Autodesk’s CEO actually found a real cat pelvis at a bone shop in Berkeley.
But this is just the start of their plans to redesign a bike. And it could scale quickly. By designing with AI and printing with a 3D printer, the company could start to design a frame that is optimised for weight and speed within a matter of months.
Here’s another example.
Joors Laarman is a Dutch designer: making everything from chairs to bridges.
He worked with Opel’s software to fabricate a metal chair that is extremely comfortable.
The chair is strongest where it needs to bear weight, and doesn’t look anything like your standard dining room table chair.
But it’s in biology where generative design could have the biggest impact.
Autodesk, for example, have been working with biomedical engineers to design surgical implants.
They are interested in knee, hip-joint and vertebra parts that are organically structured to perform better in the body.
The parts have lattice-like structures make of material that can attach to bone and heal quickly: improving comfort and performance for the patient.
Facial implants are a good place to start. Titanium facial implants can erode the soft skin tissues in the face, so a polymer material could be far more useful for this type of surgery.
At Harvard, researchers from the John A. Paulson School of Engineering and Applied Sciences recently demonstrated potential of using generative design to improve facial implants.

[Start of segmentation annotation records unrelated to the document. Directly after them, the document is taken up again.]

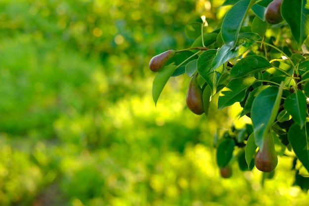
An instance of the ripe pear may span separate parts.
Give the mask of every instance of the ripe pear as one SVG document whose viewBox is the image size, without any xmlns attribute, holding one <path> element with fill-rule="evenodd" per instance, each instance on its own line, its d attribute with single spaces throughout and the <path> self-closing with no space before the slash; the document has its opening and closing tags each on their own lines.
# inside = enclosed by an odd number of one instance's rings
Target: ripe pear
<svg viewBox="0 0 309 206">
<path fill-rule="evenodd" d="M 229 165 L 228 165 L 226 166 L 220 168 L 220 174 L 224 178 L 231 177 L 232 175 L 232 167 Z"/>
<path fill-rule="evenodd" d="M 265 137 L 263 147 L 255 156 L 254 163 L 258 169 L 266 172 L 270 172 L 277 166 L 278 158 L 271 134 L 268 134 Z"/>
<path fill-rule="evenodd" d="M 157 72 L 176 54 L 174 49 L 168 50 L 154 56 L 149 62 L 149 68 L 153 72 Z"/>
<path fill-rule="evenodd" d="M 282 0 L 273 0 L 266 7 L 264 17 L 270 24 L 277 24 L 283 20 L 281 15 L 281 4 Z"/>
<path fill-rule="evenodd" d="M 191 78 L 187 92 L 187 106 L 194 114 L 200 115 L 204 113 L 203 90 L 199 86 L 196 73 Z"/>
</svg>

The group printed a rib that was tuned to mimic the contours of the face of 19th century mathematician Carl Friedrich Gauss, who laid the basis of differential geometry.
Scientists are looking to use this technology in the fields of cosmetics and surgery.
The Coming Age of Generative Biology
I am especially interested in the emerging field of generative biology.
Almost all modern medicines have been discovered from an existing set of biological solutions, rather than intentionally generated for a given purpose.
This is because biology is governed by highly complex rules that do not easily yield to engineering.
Take drug discovery.
Fundamentally contemporary drug discovery is about finding molecules that already exist or that nature has already evolved.
Many of the most powerful medicines, such as insulin, are direct copies of what nature created. A good example is monoclonal antibody drugs, which have made up more than half of all drug approvals since 2015.
This is one of the reasons why Morphosys (Frankfurt: MOR) among my favourite companies. It has one of the largest libraries of human antibodies in the world, which makes it a very valuable partner for any pharma company seeking an antibody to treat a particular disease.
But as we train AI on our biology, there is enormous scope for creating synthetic molecules that are better suited to our genes and our body.
Therapeutics will no longer be single molecules but more complex systems, such as viruses and entire cells.
And if start discovering some of the engineering principles of nature, who knows what we might design.
Autodesk (Nasdaq: ADSK) to me, looks like a company at center of some of the most fascinating projects in manufacturing, design and biology.
I’ll keep you posted on the most interesting experiments here.